AUX MOTIFS QUE " (. ..) en application de la loi du 6 fructidor an II, la femme mariée n'a pas d'autre nom que son nom patronymique porté sur son acte de naissance; cependant, tout en conservant son nom patronymique, la femme mariée a un droit d'usage sur le nom de son mari. Des dispositions légales récentes ont expressément autorisé cet usage, complétant ainsi la loi du 6 fructidor an II. Aux termes de l'article 300 du Code civil, la femme séparée de corps conserve même l'usage du nom du mari.
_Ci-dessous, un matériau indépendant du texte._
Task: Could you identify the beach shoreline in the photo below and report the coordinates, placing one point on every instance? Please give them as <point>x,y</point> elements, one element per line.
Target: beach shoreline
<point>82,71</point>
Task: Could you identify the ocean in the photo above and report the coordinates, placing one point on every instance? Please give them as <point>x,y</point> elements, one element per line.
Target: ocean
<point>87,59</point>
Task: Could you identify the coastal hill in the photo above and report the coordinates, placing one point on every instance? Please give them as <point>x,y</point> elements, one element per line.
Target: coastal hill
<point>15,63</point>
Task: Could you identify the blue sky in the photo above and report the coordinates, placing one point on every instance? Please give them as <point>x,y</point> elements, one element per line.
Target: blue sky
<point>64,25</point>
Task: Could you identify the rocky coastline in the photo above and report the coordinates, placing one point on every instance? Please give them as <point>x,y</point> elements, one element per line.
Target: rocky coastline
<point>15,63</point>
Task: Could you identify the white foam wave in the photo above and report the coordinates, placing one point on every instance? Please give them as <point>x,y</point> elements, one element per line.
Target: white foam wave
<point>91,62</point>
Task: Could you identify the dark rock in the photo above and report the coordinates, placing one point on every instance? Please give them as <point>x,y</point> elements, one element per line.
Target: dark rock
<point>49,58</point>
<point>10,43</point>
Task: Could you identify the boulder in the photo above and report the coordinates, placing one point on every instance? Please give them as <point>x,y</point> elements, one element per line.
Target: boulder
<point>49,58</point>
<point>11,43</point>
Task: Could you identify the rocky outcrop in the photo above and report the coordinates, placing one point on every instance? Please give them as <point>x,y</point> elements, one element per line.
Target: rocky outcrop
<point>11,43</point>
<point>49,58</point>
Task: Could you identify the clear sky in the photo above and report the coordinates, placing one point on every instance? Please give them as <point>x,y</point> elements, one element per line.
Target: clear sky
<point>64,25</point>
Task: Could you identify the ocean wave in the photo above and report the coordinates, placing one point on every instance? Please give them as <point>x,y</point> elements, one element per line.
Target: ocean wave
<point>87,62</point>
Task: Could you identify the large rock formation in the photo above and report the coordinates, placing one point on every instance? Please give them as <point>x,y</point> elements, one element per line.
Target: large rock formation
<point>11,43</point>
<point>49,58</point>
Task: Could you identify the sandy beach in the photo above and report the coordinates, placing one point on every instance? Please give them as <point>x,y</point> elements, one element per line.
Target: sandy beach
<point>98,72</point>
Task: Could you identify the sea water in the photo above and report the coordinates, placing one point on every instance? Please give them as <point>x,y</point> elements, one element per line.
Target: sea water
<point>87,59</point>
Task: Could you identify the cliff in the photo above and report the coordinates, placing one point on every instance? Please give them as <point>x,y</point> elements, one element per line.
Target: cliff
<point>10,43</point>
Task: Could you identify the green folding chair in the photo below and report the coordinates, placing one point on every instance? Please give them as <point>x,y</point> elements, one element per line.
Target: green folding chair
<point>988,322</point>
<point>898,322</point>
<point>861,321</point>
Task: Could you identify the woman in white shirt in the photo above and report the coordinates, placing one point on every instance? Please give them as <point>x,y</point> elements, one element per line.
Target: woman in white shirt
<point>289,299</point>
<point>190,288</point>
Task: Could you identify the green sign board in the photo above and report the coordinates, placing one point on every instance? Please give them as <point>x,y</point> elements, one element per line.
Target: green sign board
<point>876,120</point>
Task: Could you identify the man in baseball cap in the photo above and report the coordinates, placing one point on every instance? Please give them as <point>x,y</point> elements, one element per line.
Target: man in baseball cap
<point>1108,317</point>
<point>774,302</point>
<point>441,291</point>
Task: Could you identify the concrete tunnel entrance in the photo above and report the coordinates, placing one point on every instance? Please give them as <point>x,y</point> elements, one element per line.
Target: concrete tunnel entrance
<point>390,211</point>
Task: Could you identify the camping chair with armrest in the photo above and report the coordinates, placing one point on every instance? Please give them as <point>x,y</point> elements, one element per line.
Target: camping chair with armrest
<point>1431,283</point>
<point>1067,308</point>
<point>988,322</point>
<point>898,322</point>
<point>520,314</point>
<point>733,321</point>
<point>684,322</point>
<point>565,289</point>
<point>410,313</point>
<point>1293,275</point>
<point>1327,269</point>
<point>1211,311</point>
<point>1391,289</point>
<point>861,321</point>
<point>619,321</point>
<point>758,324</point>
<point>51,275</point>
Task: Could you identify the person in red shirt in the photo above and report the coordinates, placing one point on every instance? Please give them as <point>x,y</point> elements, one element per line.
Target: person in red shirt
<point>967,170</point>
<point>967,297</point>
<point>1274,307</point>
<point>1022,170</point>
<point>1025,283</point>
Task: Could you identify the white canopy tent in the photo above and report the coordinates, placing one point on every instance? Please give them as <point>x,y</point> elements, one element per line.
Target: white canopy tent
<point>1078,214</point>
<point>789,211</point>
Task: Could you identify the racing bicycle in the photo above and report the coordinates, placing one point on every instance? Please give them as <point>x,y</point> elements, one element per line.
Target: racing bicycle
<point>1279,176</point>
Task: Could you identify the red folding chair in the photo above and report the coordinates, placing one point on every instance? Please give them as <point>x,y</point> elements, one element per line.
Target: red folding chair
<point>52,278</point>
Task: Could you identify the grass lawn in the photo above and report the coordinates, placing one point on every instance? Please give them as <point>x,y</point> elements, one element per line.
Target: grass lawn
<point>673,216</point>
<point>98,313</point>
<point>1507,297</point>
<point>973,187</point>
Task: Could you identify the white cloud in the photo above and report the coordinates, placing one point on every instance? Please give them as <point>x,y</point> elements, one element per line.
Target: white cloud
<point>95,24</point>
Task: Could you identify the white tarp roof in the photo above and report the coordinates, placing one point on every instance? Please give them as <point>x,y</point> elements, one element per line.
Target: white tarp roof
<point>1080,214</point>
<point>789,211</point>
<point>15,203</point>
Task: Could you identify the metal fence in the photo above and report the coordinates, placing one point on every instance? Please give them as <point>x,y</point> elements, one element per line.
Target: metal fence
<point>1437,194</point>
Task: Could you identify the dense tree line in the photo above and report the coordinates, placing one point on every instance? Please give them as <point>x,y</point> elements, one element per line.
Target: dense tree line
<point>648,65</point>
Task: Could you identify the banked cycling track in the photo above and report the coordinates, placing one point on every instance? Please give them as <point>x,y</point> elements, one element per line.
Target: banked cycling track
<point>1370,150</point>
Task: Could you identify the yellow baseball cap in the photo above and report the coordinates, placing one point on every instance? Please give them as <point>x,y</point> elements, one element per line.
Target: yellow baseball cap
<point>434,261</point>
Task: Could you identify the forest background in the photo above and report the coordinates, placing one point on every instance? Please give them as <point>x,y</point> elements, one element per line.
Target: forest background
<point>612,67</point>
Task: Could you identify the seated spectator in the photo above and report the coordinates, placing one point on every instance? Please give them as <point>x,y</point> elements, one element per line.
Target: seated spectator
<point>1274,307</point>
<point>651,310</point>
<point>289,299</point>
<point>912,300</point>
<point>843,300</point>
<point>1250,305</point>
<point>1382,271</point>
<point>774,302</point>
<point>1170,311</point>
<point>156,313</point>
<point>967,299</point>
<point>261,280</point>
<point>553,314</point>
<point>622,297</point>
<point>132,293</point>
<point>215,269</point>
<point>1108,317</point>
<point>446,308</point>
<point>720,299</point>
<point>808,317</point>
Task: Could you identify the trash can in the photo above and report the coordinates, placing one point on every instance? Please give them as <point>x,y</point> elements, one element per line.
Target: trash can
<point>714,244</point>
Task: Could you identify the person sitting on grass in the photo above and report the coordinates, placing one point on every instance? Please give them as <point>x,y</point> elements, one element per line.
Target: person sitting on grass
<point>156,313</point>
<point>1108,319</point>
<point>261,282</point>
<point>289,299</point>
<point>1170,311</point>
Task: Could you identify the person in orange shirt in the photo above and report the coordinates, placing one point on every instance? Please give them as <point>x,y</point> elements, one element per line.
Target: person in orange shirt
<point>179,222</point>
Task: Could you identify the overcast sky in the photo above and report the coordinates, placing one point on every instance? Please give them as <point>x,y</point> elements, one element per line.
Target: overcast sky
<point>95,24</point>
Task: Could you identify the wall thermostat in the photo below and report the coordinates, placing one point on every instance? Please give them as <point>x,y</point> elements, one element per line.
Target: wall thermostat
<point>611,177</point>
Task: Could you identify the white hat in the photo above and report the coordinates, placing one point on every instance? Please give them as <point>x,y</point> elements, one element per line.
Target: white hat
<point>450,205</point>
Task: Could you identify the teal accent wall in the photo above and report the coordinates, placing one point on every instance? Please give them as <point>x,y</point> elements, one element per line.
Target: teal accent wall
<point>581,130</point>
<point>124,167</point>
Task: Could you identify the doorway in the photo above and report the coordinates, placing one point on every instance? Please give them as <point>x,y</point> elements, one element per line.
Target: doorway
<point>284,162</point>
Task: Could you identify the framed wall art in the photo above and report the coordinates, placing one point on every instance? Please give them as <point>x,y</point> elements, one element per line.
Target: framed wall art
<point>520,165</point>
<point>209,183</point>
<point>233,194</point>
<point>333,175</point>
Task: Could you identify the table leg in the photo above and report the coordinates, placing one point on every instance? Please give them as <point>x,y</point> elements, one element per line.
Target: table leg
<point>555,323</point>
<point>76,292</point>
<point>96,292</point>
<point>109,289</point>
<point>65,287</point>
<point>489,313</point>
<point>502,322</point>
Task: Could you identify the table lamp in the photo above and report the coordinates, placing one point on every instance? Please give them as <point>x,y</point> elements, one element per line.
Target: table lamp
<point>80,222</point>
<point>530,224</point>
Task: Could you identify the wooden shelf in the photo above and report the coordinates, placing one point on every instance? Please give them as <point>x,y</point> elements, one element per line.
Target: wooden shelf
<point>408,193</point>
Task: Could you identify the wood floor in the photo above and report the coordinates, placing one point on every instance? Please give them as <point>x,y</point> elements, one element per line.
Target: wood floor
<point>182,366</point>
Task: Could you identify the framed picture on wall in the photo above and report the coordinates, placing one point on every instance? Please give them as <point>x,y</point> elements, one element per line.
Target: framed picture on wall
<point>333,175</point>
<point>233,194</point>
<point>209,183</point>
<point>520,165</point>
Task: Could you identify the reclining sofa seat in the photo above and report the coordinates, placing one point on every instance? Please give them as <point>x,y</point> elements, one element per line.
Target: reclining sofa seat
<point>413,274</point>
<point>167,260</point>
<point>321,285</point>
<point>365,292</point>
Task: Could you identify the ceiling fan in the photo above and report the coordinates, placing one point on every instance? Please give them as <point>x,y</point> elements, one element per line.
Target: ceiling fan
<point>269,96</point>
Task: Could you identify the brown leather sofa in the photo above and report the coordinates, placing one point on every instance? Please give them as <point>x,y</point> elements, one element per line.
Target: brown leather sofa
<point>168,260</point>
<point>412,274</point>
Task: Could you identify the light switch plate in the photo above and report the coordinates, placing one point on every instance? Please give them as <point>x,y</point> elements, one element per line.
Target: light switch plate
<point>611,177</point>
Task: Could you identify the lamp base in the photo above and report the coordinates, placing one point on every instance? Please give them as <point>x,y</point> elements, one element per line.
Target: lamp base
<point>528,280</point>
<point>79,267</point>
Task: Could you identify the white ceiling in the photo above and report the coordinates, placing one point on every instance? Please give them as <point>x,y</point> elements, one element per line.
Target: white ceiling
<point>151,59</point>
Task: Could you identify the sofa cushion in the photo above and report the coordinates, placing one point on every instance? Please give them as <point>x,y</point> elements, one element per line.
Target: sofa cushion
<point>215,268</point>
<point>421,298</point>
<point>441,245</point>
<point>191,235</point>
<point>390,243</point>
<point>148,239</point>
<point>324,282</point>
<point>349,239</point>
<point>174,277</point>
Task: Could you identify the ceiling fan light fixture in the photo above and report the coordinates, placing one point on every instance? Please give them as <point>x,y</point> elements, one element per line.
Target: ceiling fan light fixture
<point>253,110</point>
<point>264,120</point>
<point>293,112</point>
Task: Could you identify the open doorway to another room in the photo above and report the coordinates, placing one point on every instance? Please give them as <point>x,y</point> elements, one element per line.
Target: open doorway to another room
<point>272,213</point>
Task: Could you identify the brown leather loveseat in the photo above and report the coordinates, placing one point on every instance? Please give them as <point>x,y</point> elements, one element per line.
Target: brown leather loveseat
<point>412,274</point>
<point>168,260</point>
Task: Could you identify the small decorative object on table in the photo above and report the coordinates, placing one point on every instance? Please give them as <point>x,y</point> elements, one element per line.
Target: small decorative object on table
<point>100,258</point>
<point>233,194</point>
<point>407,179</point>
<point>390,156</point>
En application de l'article 264 du Code civil, en cas de divorce pour rupture de la vie commune, la femme divorcée peut conserver l'usage du nom du mari, et, dans les autres cas, la femme divorcée peut conserver cet usage, soit avec l'accord du mari, soit avec l'autorisation du juge ; enfin, il y a lieu de rappeler que par application du dernier alinéa de l'article 76 du Code civil, introduit par l'ordonnance du 7 janvier 1959, il doit être fait mention de la célébration du mariage et du nom du conjoint en marge de l'acte de naissance de chaque époux; il s'en déduit que la pratique de porter sur les actes administratifs le nom d'usage de la femme ou du mari fondé sur le mariage, n'est pas contraire aux dispositions de la loi du 6 fructidor an II complétées par l'ordonnance du 7 janvier 1959 et par les dispositions interprétées a contrario de la loi du 11 juillet 1975 sur le divorce; en conséquence, en délivrant un avis à tiers détenteur à l'encontre de Mme Gérard G.; le Percepteur de
DOUÉ-LA-FONTAINE a respecté les lois en vigueur, tout en ne commettant pas d'erreur sur la personne du redevable; l'acte de naissance de Mme Marie-Patrice L. porte en effet nécessairement mention de son mariage avec M. Gérard G. et la loi autorise Mme Marie- Patrice L. à porter le nom de celui-ci (. ..) ",
ALORS QUE 1°), les fonctionnaires publics ne peuvent désigner, dans leurs actes, un citoyen par les seuls nom et prénom de son conjoint, sauf accord des intéressés; qu'en l'espèce, en refusant de prononcer l'annulation d'un avis à tiers détenteur établi aux seuls nom et prénom de " Mme Gérard G. ", pour taxer un bien appartenant à Mme Marie-Patrice L., alors que celle-ci avait expressément interdit qu'on la désignât par le nom de son conjoint, et en rejetant la demande consécutive en remboursement des frais bancaires, le Tribunal a violé la loi du 6 fructidor An II.
ALORS QUE 2°), en refusant à Mme L. le droit d'opposer son nom patronymique pour lui imposer celui de son mari, le Tribunal a méconnu le principe de non discrimination et violé les articles 26 du Pacte international relatif aux droits civils et politiques et 6 de la Convention sur l'élimination de toutes les formes de discrimination à l'égard des femmes. ainsi que l'article 8 de la Convention européenne de sauvegarde des droits de l'homme et des libertés fondamentales.